How Hyper-V can seem to lose your data

I’m sure it can really lose your data as well, but in this case “seem” is the appropriate word. I’ve been messing around with Hyper-V and one of my test machines is a SharePoint server. I started this up and found I could not access it over the network. On further investigation, it turned out to be a broken trust relationship with the Domain Controller. In other words, on attempting to log on with domain credentials I got the message:

The trust relationship between this workstation and the primary domain failed

The official advice when confronted with this problem is to remove and re-join it to the domain, creating a new computer account. I did so. Logged on, and was disappointed to discover that SharePoint was now empty. Worse still, even checking out the SQL Server databases did not uncover them. All my documents had vanished.

It turned out that I had done the wrong thing. What had really happened is that Hyper-V had been saving my changes on that virtual hard drive to a “differencing disk”, a file with an .avhd extension. This is part of the Hyper-V snapshot system. Somehow, Hyper-V had forgotten the differencing disk, and started up my SharePoint VM using the last fully merged copy of the drive, which was over a month old. My drive had gone back in time, so the data had gone.

The solution was to restore the old parent .vhd from backup, and then manually merge it with the differencing file. Step by step instructions are here. Since I had deleted the original computer account, I then had to remove and rejoin the machine to the domain a second time. All was well and my data reappeared.

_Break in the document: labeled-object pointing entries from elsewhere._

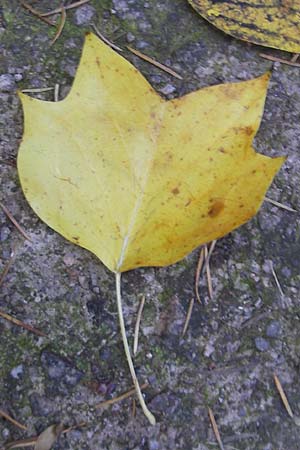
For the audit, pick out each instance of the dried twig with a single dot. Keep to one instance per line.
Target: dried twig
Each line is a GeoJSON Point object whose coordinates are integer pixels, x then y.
{"type": "Point", "coordinates": [37, 90]}
{"type": "Point", "coordinates": [13, 421]}
{"type": "Point", "coordinates": [283, 396]}
{"type": "Point", "coordinates": [198, 273]}
{"type": "Point", "coordinates": [280, 205]}
{"type": "Point", "coordinates": [276, 280]}
{"type": "Point", "coordinates": [104, 39]}
{"type": "Point", "coordinates": [21, 324]}
{"type": "Point", "coordinates": [137, 325]}
{"type": "Point", "coordinates": [283, 61]}
{"type": "Point", "coordinates": [61, 25]}
{"type": "Point", "coordinates": [188, 316]}
{"type": "Point", "coordinates": [36, 13]}
{"type": "Point", "coordinates": [13, 220]}
{"type": "Point", "coordinates": [56, 92]}
{"type": "Point", "coordinates": [208, 274]}
{"type": "Point", "coordinates": [215, 428]}
{"type": "Point", "coordinates": [120, 397]}
{"type": "Point", "coordinates": [155, 63]}
{"type": "Point", "coordinates": [58, 10]}
{"type": "Point", "coordinates": [28, 442]}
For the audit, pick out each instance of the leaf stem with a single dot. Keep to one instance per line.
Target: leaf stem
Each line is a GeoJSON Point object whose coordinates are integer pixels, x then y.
{"type": "Point", "coordinates": [146, 411]}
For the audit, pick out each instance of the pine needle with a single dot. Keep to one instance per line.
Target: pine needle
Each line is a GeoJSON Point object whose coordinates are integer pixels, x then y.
{"type": "Point", "coordinates": [137, 325]}
{"type": "Point", "coordinates": [280, 205]}
{"type": "Point", "coordinates": [121, 397]}
{"type": "Point", "coordinates": [188, 316]}
{"type": "Point", "coordinates": [283, 61]}
{"type": "Point", "coordinates": [13, 220]}
{"type": "Point", "coordinates": [60, 26]}
{"type": "Point", "coordinates": [215, 428]}
{"type": "Point", "coordinates": [283, 397]}
{"type": "Point", "coordinates": [155, 63]}
{"type": "Point", "coordinates": [8, 265]}
{"type": "Point", "coordinates": [21, 324]}
{"type": "Point", "coordinates": [276, 280]}
{"type": "Point", "coordinates": [58, 10]}
{"type": "Point", "coordinates": [11, 420]}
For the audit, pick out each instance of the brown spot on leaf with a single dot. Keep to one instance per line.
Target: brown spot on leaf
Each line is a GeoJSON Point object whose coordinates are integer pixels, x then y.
{"type": "Point", "coordinates": [216, 208]}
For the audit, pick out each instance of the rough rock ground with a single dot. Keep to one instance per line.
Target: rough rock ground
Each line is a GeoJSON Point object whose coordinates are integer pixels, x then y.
{"type": "Point", "coordinates": [234, 344]}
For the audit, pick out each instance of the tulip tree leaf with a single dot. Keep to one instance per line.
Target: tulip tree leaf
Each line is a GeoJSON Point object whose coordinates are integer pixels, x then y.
{"type": "Point", "coordinates": [136, 179]}
{"type": "Point", "coordinates": [270, 23]}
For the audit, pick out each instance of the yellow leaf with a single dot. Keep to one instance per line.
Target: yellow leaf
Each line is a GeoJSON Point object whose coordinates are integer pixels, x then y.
{"type": "Point", "coordinates": [136, 179]}
{"type": "Point", "coordinates": [264, 22]}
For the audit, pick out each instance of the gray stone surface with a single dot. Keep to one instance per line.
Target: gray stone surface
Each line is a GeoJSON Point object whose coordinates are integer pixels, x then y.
{"type": "Point", "coordinates": [68, 294]}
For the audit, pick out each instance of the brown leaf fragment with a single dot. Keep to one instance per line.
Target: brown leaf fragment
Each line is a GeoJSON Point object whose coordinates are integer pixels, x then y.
{"type": "Point", "coordinates": [13, 421]}
{"type": "Point", "coordinates": [283, 396]}
{"type": "Point", "coordinates": [281, 60]}
{"type": "Point", "coordinates": [48, 437]}
{"type": "Point", "coordinates": [215, 428]}
{"type": "Point", "coordinates": [21, 324]}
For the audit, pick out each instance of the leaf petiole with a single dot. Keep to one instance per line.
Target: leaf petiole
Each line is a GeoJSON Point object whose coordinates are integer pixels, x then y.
{"type": "Point", "coordinates": [146, 411]}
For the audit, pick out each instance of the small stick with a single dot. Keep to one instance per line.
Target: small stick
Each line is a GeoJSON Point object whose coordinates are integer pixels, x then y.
{"type": "Point", "coordinates": [8, 265]}
{"type": "Point", "coordinates": [188, 316]}
{"type": "Point", "coordinates": [121, 397]}
{"type": "Point", "coordinates": [215, 428]}
{"type": "Point", "coordinates": [37, 90]}
{"type": "Point", "coordinates": [13, 421]}
{"type": "Point", "coordinates": [36, 13]}
{"type": "Point", "coordinates": [146, 411]}
{"type": "Point", "coordinates": [137, 325]}
{"type": "Point", "coordinates": [208, 275]}
{"type": "Point", "coordinates": [74, 427]}
{"type": "Point", "coordinates": [28, 442]}
{"type": "Point", "coordinates": [155, 63]}
{"type": "Point", "coordinates": [56, 92]}
{"type": "Point", "coordinates": [198, 272]}
{"type": "Point", "coordinates": [58, 10]}
{"type": "Point", "coordinates": [13, 220]}
{"type": "Point", "coordinates": [283, 61]}
{"type": "Point", "coordinates": [276, 280]}
{"type": "Point", "coordinates": [283, 396]}
{"type": "Point", "coordinates": [104, 39]}
{"type": "Point", "coordinates": [60, 26]}
{"type": "Point", "coordinates": [280, 205]}
{"type": "Point", "coordinates": [21, 324]}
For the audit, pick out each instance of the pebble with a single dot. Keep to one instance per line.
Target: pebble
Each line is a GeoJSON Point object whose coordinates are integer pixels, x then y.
{"type": "Point", "coordinates": [273, 329]}
{"type": "Point", "coordinates": [7, 83]}
{"type": "Point", "coordinates": [167, 89]}
{"type": "Point", "coordinates": [41, 406]}
{"type": "Point", "coordinates": [261, 344]}
{"type": "Point", "coordinates": [84, 14]}
{"type": "Point", "coordinates": [60, 369]}
{"type": "Point", "coordinates": [17, 371]}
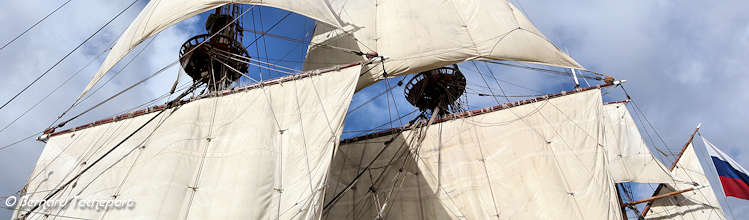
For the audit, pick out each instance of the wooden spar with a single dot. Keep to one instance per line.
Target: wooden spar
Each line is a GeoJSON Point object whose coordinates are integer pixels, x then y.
{"type": "Point", "coordinates": [51, 131]}
{"type": "Point", "coordinates": [673, 165]}
{"type": "Point", "coordinates": [659, 196]}
{"type": "Point", "coordinates": [621, 202]}
{"type": "Point", "coordinates": [481, 111]}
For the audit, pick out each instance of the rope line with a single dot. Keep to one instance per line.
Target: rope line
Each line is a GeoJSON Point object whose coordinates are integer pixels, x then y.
{"type": "Point", "coordinates": [35, 24]}
{"type": "Point", "coordinates": [67, 55]}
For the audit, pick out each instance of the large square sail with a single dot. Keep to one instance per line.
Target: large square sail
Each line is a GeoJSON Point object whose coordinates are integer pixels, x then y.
{"type": "Point", "coordinates": [258, 152]}
{"type": "Point", "coordinates": [630, 159]}
{"type": "Point", "coordinates": [542, 159]}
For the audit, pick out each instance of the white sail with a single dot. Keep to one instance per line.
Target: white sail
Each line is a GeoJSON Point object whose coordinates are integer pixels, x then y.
{"type": "Point", "coordinates": [262, 153]}
{"type": "Point", "coordinates": [630, 160]}
{"type": "Point", "coordinates": [414, 35]}
{"type": "Point", "coordinates": [700, 203]}
{"type": "Point", "coordinates": [540, 160]}
{"type": "Point", "coordinates": [405, 191]}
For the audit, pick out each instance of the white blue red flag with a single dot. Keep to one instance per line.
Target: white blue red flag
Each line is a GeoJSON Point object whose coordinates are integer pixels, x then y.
{"type": "Point", "coordinates": [733, 177]}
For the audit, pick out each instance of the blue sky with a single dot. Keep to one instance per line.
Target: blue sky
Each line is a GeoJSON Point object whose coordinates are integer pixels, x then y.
{"type": "Point", "coordinates": [685, 63]}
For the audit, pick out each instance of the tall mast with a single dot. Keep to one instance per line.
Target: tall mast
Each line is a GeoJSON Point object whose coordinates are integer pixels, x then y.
{"type": "Point", "coordinates": [660, 186]}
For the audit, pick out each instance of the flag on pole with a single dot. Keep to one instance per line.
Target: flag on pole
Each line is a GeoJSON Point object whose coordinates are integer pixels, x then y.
{"type": "Point", "coordinates": [733, 177]}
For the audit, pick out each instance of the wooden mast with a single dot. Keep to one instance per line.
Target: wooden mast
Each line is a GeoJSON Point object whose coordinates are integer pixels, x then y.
{"type": "Point", "coordinates": [673, 165]}
{"type": "Point", "coordinates": [621, 202]}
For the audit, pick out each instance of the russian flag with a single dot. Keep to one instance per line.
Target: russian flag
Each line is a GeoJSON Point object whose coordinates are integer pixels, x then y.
{"type": "Point", "coordinates": [733, 177]}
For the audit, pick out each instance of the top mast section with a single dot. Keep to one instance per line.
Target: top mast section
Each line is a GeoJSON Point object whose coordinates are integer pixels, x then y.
{"type": "Point", "coordinates": [215, 58]}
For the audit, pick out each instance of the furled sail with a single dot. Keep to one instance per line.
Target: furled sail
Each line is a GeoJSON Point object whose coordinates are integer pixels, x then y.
{"type": "Point", "coordinates": [630, 160]}
{"type": "Point", "coordinates": [413, 35]}
{"type": "Point", "coordinates": [540, 160]}
{"type": "Point", "coordinates": [700, 203]}
{"type": "Point", "coordinates": [258, 152]}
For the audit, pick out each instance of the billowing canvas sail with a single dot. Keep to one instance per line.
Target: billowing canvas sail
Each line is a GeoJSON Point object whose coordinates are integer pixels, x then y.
{"type": "Point", "coordinates": [630, 160]}
{"type": "Point", "coordinates": [417, 36]}
{"type": "Point", "coordinates": [700, 203]}
{"type": "Point", "coordinates": [413, 35]}
{"type": "Point", "coordinates": [542, 160]}
{"type": "Point", "coordinates": [261, 153]}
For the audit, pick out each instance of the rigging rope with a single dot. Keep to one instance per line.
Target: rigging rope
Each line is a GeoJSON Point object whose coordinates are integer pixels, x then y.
{"type": "Point", "coordinates": [168, 106]}
{"type": "Point", "coordinates": [53, 91]}
{"type": "Point", "coordinates": [67, 55]}
{"type": "Point", "coordinates": [35, 24]}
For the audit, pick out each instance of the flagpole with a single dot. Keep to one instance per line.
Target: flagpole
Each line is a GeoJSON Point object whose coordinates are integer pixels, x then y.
{"type": "Point", "coordinates": [715, 171]}
{"type": "Point", "coordinates": [660, 186]}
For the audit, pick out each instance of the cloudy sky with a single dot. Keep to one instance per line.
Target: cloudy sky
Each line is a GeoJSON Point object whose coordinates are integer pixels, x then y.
{"type": "Point", "coordinates": [684, 62]}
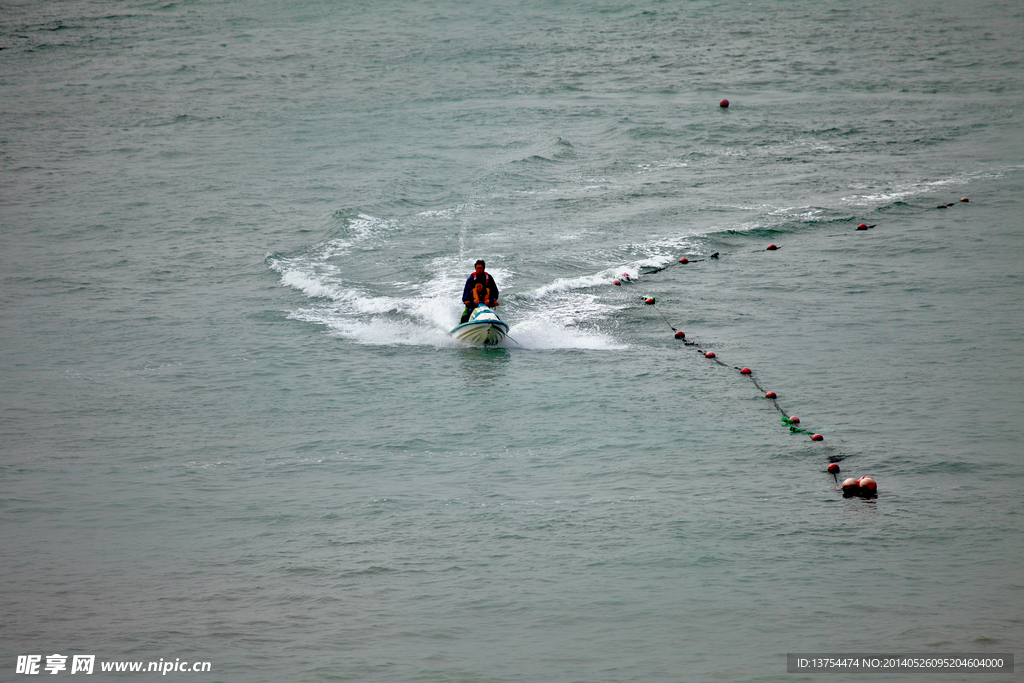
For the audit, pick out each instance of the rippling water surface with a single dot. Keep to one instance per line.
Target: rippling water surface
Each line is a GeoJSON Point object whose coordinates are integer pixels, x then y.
{"type": "Point", "coordinates": [233, 428]}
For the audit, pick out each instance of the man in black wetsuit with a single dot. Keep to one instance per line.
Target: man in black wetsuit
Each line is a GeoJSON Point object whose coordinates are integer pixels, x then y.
{"type": "Point", "coordinates": [489, 288]}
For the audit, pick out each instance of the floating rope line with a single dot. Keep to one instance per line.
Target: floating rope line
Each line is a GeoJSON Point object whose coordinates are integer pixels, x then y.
{"type": "Point", "coordinates": [864, 486]}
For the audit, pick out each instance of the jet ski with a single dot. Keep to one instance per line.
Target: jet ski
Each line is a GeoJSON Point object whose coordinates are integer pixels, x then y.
{"type": "Point", "coordinates": [482, 328]}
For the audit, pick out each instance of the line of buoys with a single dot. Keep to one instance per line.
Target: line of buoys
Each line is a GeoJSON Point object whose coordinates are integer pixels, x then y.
{"type": "Point", "coordinates": [865, 486]}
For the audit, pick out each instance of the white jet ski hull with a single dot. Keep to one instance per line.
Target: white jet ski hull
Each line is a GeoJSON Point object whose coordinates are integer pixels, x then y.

The bug here is how Hyper-V managed to start with an old version of the virtual hard drive in the first place. I can imagine this causing panic if it occurs in production – and once you start writing new, important data to the old version you are really in trouble. I was lucky that the discrepancy was severe enough that Active Directory complained.

Virtualization may be wonderful; but it also introduces new problems of its own.

The other lesson is that those .vhd files in C:\Users\Public\Public Documents\Hyper-V\Virtual Hard Disks do not necessarily contain your latest data. You also need to consider the .avhd files stored handily at C:\Program Data\Microsoft\Windows\Hyper-V\Snapshots.

Technorati tags: , , ,

6 thoughts on “How Hyper-V can seem to lose your data”

  1. Tim,

    I’m having a discussion with a colleague and we are wondering…

    Are you saying that “in doing the wrong thing” that you should have first merged the differencing files and therefore you would not have needed to rejoin the domain and also SharePoint and SQL would’ve been intact and that this is normal?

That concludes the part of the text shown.